Licorice Pizza

Crítica de Javier Mattio - La Voz del Interior

Paul Thomas Anderson da vida en “Licorice Pizza” al romance escurridizo de dos jóvenes en una California retro.

Un amor y una película juegan a no serlo en Licorice Pizza, filme con el que Paul Thomas Anderson consuma un cine ideal. Finta, mirada, contención, respiración, forma, movimiento: una cualidad casi retórica conduce el lazo entre Alana (Alana Haim) y Gary (Cooper Hoffman), que por más de dos horas conversan y actúan con la autoconciencia de una pareja cinematográfica; de todas las películas, pero en especial de las de Anderson, que concibe aquí una síntesis calidoscópica de su obra expansiva.

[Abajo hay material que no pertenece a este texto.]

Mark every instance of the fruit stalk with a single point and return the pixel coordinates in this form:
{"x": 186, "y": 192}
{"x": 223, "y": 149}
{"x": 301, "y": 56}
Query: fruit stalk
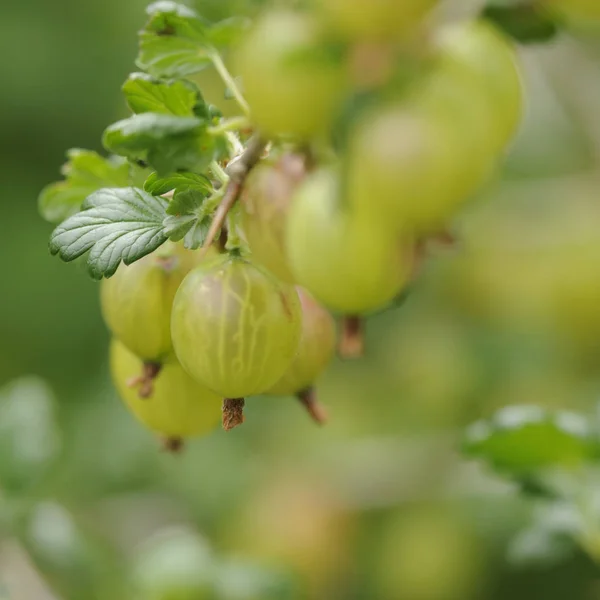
{"x": 351, "y": 343}
{"x": 308, "y": 399}
{"x": 233, "y": 412}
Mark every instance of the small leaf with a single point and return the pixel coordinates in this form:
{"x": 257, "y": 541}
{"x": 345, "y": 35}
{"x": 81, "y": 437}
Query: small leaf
{"x": 167, "y": 142}
{"x": 186, "y": 219}
{"x": 174, "y": 42}
{"x": 85, "y": 172}
{"x": 177, "y": 181}
{"x": 115, "y": 224}
{"x": 144, "y": 93}
{"x": 132, "y": 137}
{"x": 526, "y": 23}
{"x": 520, "y": 439}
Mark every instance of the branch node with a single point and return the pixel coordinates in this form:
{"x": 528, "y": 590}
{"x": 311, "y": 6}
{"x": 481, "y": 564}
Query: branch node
{"x": 237, "y": 170}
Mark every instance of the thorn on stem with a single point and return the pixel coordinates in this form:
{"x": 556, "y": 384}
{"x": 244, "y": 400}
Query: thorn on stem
{"x": 233, "y": 413}
{"x": 352, "y": 343}
{"x": 145, "y": 381}
{"x": 308, "y": 399}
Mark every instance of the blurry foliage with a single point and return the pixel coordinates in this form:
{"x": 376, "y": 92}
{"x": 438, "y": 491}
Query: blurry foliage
{"x": 375, "y": 505}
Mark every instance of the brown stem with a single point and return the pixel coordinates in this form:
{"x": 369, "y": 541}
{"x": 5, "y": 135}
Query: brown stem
{"x": 238, "y": 171}
{"x": 308, "y": 399}
{"x": 145, "y": 381}
{"x": 233, "y": 412}
{"x": 352, "y": 344}
{"x": 173, "y": 444}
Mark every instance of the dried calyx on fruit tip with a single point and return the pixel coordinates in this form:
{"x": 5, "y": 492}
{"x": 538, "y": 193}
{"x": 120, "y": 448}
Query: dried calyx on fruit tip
{"x": 145, "y": 381}
{"x": 351, "y": 343}
{"x": 233, "y": 412}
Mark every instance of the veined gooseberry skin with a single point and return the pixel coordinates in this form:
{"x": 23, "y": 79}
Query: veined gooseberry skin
{"x": 265, "y": 203}
{"x": 377, "y": 19}
{"x": 292, "y": 85}
{"x": 179, "y": 407}
{"x": 315, "y": 350}
{"x": 235, "y": 327}
{"x": 348, "y": 262}
{"x": 136, "y": 301}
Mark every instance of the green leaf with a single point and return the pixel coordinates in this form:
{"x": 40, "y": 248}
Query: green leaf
{"x": 29, "y": 437}
{"x": 187, "y": 220}
{"x": 144, "y": 93}
{"x": 115, "y": 224}
{"x": 526, "y": 23}
{"x": 521, "y": 439}
{"x": 167, "y": 142}
{"x": 179, "y": 182}
{"x": 132, "y": 137}
{"x": 550, "y": 539}
{"x": 174, "y": 42}
{"x": 85, "y": 172}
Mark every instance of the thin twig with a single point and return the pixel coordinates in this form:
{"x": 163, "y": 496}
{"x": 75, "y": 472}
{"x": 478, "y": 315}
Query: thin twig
{"x": 228, "y": 80}
{"x": 238, "y": 171}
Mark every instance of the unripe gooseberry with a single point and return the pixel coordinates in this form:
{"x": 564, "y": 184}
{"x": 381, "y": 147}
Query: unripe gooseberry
{"x": 179, "y": 406}
{"x": 136, "y": 302}
{"x": 352, "y": 265}
{"x": 235, "y": 327}
{"x": 293, "y": 85}
{"x": 315, "y": 350}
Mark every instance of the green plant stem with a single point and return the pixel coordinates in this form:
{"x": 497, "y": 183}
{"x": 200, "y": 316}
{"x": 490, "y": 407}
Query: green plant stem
{"x": 218, "y": 171}
{"x": 228, "y": 80}
{"x": 238, "y": 171}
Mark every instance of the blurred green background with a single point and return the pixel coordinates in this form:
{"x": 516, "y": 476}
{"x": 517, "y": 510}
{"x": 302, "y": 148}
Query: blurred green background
{"x": 378, "y": 504}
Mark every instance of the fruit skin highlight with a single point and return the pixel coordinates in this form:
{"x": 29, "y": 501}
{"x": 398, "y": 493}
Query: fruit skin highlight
{"x": 315, "y": 351}
{"x": 179, "y": 407}
{"x": 292, "y": 85}
{"x": 136, "y": 302}
{"x": 235, "y": 327}
{"x": 348, "y": 263}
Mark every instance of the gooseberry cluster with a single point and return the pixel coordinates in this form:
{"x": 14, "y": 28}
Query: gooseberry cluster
{"x": 363, "y": 129}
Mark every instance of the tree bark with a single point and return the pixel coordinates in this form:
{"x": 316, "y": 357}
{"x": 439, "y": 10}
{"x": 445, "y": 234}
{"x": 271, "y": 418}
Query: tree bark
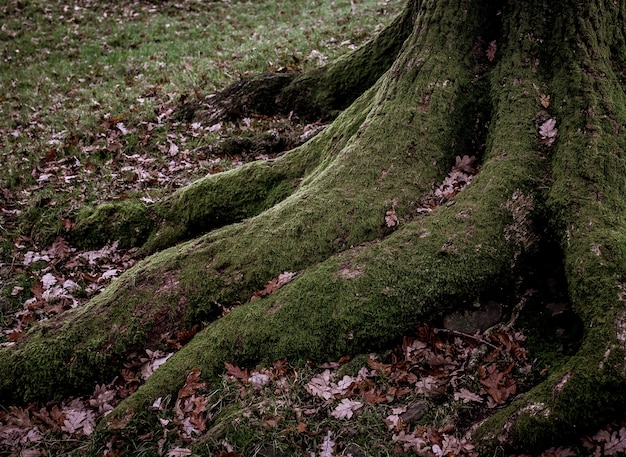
{"x": 471, "y": 78}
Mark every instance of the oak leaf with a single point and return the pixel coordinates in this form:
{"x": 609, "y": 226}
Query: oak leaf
{"x": 346, "y": 409}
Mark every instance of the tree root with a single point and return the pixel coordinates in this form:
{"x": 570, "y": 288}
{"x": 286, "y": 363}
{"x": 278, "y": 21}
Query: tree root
{"x": 361, "y": 283}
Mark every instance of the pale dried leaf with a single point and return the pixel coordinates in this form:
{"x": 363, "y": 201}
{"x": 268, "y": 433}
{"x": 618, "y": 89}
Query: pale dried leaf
{"x": 491, "y": 51}
{"x": 467, "y": 396}
{"x": 548, "y": 132}
{"x": 319, "y": 386}
{"x": 346, "y": 409}
{"x": 258, "y": 380}
{"x": 328, "y": 446}
{"x": 179, "y": 452}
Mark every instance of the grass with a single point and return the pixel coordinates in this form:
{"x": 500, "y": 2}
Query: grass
{"x": 71, "y": 71}
{"x": 89, "y": 89}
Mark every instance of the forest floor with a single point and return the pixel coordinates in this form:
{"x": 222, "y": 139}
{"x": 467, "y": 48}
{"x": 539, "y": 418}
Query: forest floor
{"x": 89, "y": 93}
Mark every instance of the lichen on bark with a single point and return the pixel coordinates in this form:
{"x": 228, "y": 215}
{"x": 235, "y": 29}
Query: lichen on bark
{"x": 471, "y": 78}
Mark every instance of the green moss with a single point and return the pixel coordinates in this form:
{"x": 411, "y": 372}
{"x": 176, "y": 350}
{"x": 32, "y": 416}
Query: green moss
{"x": 128, "y": 222}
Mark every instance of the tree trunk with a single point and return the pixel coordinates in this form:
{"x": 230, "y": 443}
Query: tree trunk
{"x": 471, "y": 78}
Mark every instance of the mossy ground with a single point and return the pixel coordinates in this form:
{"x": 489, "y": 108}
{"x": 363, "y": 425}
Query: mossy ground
{"x": 319, "y": 211}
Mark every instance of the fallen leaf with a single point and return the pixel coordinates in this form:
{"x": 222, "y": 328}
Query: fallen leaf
{"x": 236, "y": 372}
{"x": 346, "y": 409}
{"x": 328, "y": 446}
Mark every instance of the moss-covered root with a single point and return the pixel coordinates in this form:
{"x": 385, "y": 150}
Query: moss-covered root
{"x": 216, "y": 200}
{"x": 405, "y": 141}
{"x": 587, "y": 206}
{"x": 367, "y": 297}
{"x": 319, "y": 93}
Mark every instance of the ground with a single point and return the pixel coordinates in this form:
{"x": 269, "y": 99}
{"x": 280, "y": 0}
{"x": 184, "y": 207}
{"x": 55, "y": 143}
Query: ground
{"x": 288, "y": 258}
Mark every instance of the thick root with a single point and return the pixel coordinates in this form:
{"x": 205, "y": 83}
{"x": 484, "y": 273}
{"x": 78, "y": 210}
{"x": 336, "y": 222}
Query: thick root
{"x": 317, "y": 94}
{"x": 340, "y": 202}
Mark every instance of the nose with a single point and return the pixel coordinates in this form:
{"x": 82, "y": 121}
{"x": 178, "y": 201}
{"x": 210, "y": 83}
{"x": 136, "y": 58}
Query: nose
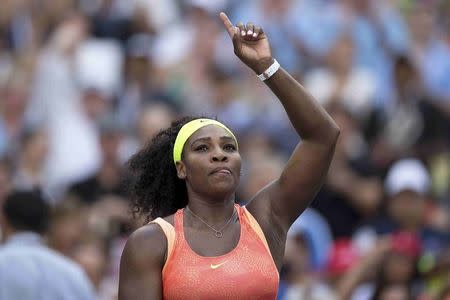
{"x": 219, "y": 156}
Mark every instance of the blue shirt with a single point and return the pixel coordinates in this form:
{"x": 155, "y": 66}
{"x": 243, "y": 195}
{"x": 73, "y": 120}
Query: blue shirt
{"x": 30, "y": 270}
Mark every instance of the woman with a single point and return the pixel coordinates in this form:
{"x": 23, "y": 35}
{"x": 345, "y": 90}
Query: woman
{"x": 203, "y": 245}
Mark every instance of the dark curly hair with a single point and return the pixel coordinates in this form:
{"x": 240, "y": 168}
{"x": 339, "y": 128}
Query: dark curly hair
{"x": 155, "y": 189}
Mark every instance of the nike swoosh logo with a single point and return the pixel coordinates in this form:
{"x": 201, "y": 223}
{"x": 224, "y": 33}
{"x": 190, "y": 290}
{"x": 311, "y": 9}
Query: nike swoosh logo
{"x": 216, "y": 266}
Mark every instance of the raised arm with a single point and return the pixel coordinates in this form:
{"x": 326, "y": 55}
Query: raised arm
{"x": 141, "y": 264}
{"x": 280, "y": 203}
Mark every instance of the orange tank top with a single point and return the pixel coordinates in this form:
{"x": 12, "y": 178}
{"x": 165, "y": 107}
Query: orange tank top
{"x": 246, "y": 272}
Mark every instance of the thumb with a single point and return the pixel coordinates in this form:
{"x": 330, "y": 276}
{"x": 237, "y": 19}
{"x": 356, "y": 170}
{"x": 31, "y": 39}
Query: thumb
{"x": 228, "y": 25}
{"x": 237, "y": 44}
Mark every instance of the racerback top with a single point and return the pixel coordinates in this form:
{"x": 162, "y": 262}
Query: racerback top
{"x": 246, "y": 272}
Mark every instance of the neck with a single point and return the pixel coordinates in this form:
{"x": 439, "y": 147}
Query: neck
{"x": 213, "y": 212}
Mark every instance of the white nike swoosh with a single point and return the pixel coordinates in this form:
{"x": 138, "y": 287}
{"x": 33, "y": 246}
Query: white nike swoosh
{"x": 216, "y": 266}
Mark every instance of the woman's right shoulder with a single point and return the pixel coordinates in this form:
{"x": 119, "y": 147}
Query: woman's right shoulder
{"x": 147, "y": 244}
{"x": 152, "y": 237}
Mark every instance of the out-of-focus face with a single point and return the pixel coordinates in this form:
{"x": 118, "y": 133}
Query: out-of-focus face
{"x": 36, "y": 149}
{"x": 394, "y": 292}
{"x": 398, "y": 268}
{"x": 92, "y": 259}
{"x": 5, "y": 181}
{"x": 152, "y": 120}
{"x": 211, "y": 163}
{"x": 110, "y": 144}
{"x": 341, "y": 56}
{"x": 406, "y": 208}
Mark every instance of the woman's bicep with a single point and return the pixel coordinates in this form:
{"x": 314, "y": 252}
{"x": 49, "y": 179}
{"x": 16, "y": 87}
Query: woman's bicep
{"x": 141, "y": 264}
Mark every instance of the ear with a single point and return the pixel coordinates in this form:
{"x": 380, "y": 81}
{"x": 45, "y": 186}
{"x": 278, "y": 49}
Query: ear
{"x": 181, "y": 170}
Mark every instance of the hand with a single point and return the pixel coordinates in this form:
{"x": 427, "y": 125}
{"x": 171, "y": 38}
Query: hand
{"x": 250, "y": 44}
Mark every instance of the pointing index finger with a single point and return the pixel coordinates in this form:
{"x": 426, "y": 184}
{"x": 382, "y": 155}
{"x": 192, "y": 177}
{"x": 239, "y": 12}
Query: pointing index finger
{"x": 228, "y": 25}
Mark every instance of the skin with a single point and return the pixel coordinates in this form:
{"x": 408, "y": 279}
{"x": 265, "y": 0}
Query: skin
{"x": 211, "y": 195}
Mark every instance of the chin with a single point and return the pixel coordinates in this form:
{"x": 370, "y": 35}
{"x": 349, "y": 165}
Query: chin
{"x": 223, "y": 188}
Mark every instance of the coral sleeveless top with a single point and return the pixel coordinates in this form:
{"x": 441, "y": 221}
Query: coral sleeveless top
{"x": 246, "y": 272}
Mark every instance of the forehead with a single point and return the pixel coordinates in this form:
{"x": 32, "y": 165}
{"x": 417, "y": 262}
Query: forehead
{"x": 209, "y": 131}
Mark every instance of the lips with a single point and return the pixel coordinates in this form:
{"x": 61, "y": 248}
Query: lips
{"x": 221, "y": 170}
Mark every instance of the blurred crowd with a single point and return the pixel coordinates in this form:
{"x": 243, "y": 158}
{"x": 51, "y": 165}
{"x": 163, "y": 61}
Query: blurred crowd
{"x": 85, "y": 83}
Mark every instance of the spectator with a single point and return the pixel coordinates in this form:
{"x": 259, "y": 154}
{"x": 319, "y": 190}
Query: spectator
{"x": 28, "y": 269}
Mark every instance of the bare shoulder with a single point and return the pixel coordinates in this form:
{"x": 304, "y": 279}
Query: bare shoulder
{"x": 146, "y": 246}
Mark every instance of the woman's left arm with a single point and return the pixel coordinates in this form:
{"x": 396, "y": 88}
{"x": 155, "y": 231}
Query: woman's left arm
{"x": 284, "y": 200}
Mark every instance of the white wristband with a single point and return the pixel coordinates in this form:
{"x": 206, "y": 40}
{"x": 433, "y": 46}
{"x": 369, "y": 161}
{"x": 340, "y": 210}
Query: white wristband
{"x": 270, "y": 71}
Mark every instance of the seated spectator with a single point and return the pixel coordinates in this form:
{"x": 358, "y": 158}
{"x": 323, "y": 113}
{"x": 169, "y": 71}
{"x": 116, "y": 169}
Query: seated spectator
{"x": 108, "y": 179}
{"x": 28, "y": 269}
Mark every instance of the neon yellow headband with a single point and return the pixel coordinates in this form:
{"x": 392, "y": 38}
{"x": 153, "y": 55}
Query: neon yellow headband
{"x": 188, "y": 129}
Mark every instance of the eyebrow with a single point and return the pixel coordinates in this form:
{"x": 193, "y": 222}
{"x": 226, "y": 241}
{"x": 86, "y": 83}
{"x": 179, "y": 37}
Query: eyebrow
{"x": 207, "y": 139}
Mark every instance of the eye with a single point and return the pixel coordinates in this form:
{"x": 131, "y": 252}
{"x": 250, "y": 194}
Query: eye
{"x": 229, "y": 147}
{"x": 201, "y": 148}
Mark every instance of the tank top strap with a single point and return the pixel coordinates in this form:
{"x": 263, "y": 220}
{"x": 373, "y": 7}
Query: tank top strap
{"x": 251, "y": 221}
{"x": 178, "y": 222}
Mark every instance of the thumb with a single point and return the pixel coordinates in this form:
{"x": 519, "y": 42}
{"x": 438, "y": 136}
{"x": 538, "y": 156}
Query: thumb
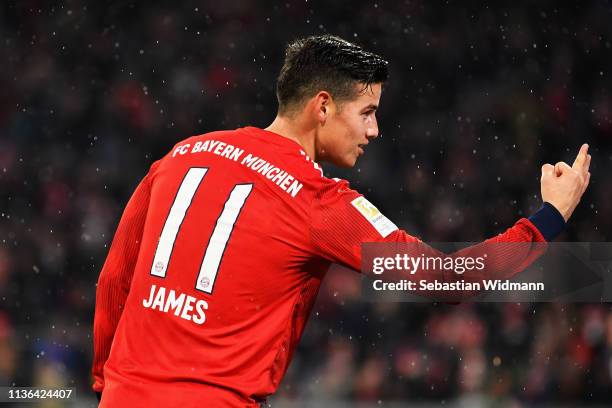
{"x": 561, "y": 167}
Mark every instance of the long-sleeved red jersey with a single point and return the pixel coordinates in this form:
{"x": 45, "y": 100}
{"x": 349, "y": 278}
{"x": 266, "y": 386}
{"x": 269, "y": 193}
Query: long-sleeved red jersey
{"x": 215, "y": 267}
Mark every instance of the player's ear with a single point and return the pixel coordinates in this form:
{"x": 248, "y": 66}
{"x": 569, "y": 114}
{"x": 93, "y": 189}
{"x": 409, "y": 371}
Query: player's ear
{"x": 323, "y": 101}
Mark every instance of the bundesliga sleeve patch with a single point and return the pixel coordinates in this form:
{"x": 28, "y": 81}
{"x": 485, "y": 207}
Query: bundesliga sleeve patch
{"x": 382, "y": 224}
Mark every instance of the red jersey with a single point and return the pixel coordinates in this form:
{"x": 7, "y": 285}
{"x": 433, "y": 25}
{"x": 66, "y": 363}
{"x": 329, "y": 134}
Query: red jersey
{"x": 215, "y": 267}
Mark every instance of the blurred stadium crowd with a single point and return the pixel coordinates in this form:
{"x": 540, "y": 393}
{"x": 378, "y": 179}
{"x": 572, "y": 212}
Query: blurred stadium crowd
{"x": 480, "y": 96}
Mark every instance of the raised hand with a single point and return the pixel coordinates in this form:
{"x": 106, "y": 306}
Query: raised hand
{"x": 563, "y": 186}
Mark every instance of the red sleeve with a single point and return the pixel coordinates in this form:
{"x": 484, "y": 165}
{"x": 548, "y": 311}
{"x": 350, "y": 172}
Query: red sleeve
{"x": 116, "y": 276}
{"x": 342, "y": 220}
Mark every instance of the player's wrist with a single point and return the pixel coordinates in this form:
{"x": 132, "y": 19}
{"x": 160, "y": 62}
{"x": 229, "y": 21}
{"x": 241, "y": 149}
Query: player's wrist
{"x": 548, "y": 220}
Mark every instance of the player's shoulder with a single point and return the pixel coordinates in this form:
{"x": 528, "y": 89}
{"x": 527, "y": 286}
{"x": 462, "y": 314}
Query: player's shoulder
{"x": 216, "y": 135}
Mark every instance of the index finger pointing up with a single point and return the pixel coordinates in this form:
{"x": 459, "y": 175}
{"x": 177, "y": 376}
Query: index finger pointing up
{"x": 580, "y": 164}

Gary es un adolescente exestrella del espectáculo y es interpretado por el hijo de Philip Seymour Hoffman, cuyo rictus recuerda estremecedoramente al padre, ícono de varias películas del director: a partir de esta inversión biológica, Licorice Pizza puede pensarse precuela del cine entero de Anderson, que tampoco casualmente se sitúa en California, donde él nació: cita afín a la de .

Pero, a diferencia de la película de Tarantino, aquí el cine permanece sigilosamente latente: hay fotos, hay casting, hay filmación, hay títulos de películas y una marquesina, y sin embargo la historia va por otro lado.

Las caras de los protagonistas son vírgenes para la gran pantalla a pesar de su matriz pop: a la ya citada condición filial de Hoffman se suma la pertenencia de Alana al grupo de rock Haim.

Esa frescura colabora con la recreación de un exterior californiano de la década de 1970 que es paradójicamente un sueño sin tiempo y hacia el interior del cine: de los cigarrillos y las camisas a cuadros al azul metálico de un Pontiac, de la irreal luminosidad diurna a las fachadas y carteles que titilan en la noche (Licorice Pizza es el nombre de una tienda de discos de la época).

El retro de Anderson nunca cae en la falsa nostalgia o en el fetiche perezoso, sino que reinventa el pasado, lo trata como materia líquida y horizonte de libertad elevando la vara entre tanta biopic literal. Para eso el realizador parece inventar un género nuevo: el musical sin canto o la coreografía sin canción.

Como en la argentina Castro, Alana y Gary corren y se miran a través de cristales y participan en las empresas más descabelladas (gira de niños famosos, venta de colchones de agua, detención policial, asistencia política, negocio de pinball) como si marcasen un ritmo secreto.

“Esto no es una película”, “Te digo que soy buena actuando”, “¿Es un diálogo o es real?” son algunas de las sospechosas líneas que pronuncian estos enamorados virtuales que fusionan su reticencia erótica (apenas se rozan, se tocan) con una deriva escurridiza.

Que la pareja siga un guion predestinado no impide que la iniciación recaiga en Alana (así como en el soberbio semblante de Haim), que hace avanzar el filme con sus pretendientes mientras mantiene a raya al suave Gary.

Así aparecen, entre otros, un demente Jack Holden (Sean Penn) y un hilarante Jon Peters (Bradley Cooper), a la vez que Nixon alerta de fondo sobre la escasez de combustible (una energía más oscura pero tan libidinal como el amor).

“Es el fin del mundo”, celebra Gary al correr jovial entre coches varados: y es que cuando el cine vive, el resto se detiene.